Rabbi Greenberg next stated, “Another concern is related to  two teachings in Genesis: The Torah teaches that humans are granted dominion over animals (Genesis 1:26) and that only people are created in the Divine Image (Genesis 1:26, 5:1). I fear that vegetarians are promoting a philosophy inconsistent with these Torah teachings, hence potentially reducing the sacredness of human life and the dignity of human beings.”

 

Danny countered, “As you know, Jewish tradition interprets ‘dominion’ as responsible stewardship: we are called upon to be co-workers with God in improving the world. As you also know, Genesis 2:25 indicates that the human being was put into the Garden of Eden to work the land, but also to guard or preserve it. While the Torah states that only human beings are created “in the Divine Image,” animals are also God’s creatures, possessing sensitivity and the capacity for feeling pain.
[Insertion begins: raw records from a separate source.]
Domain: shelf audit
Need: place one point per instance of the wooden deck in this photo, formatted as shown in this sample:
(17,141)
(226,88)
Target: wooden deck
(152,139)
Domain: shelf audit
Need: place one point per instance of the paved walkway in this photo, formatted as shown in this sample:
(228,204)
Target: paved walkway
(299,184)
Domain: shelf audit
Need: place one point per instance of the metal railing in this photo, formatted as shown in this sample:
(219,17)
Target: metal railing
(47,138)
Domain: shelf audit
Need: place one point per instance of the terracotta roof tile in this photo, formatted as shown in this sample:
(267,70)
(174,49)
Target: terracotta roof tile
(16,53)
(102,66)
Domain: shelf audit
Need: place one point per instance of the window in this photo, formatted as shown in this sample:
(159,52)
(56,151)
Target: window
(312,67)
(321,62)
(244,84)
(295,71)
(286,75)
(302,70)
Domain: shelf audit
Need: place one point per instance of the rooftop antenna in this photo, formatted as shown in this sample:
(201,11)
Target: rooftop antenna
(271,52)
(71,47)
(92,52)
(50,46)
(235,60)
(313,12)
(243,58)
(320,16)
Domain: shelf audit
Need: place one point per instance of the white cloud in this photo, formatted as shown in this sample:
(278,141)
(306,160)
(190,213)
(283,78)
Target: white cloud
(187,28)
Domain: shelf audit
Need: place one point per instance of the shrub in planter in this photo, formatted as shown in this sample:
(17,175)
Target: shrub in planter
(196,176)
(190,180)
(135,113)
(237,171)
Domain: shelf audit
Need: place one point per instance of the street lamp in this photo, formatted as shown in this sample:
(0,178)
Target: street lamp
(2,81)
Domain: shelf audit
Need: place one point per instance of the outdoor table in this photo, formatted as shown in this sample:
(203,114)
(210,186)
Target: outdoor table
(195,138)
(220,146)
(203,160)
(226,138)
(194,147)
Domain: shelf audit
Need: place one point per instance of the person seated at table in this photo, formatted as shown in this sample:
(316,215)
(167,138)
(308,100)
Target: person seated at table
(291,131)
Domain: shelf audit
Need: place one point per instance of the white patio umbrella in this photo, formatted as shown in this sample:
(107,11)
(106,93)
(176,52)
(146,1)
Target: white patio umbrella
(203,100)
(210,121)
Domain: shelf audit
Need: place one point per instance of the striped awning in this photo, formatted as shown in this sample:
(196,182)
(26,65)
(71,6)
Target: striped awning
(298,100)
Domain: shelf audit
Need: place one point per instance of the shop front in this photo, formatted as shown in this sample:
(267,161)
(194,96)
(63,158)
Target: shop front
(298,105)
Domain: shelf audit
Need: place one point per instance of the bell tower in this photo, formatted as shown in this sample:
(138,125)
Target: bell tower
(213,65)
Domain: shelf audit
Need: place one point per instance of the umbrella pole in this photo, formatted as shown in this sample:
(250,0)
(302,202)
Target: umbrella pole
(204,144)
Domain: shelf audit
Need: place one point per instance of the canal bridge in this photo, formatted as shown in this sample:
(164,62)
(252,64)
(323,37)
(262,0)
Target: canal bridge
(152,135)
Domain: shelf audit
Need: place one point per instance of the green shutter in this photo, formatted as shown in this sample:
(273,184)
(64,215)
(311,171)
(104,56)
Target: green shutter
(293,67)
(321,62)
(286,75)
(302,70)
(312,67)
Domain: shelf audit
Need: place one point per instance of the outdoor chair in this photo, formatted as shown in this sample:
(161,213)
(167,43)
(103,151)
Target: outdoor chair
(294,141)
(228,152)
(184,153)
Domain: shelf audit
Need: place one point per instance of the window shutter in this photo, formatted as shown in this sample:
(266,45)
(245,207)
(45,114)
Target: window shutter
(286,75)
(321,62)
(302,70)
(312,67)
God is concerned that they are protected and treated with compassion and justice. Since we are created in God’s image, we should imitate God, ‘Whose compassion is over all God’s works’ (Psalms 145:9)”

 

Thinking that others might have questions, Rabbi Greenberg concluded: “Well, I am sure that there are other issues about vegetarianism that should be addressed. But I think that you have made the case for at least having a broad discussion of the Jewish and universal issues related to our diets. I thank you, Danny, for your diligence in raising these issues. Perhaps next Shavuot, I will make a consideration of vegetarianism and veganism the theme of my talk at he start of our all-night Torah study.”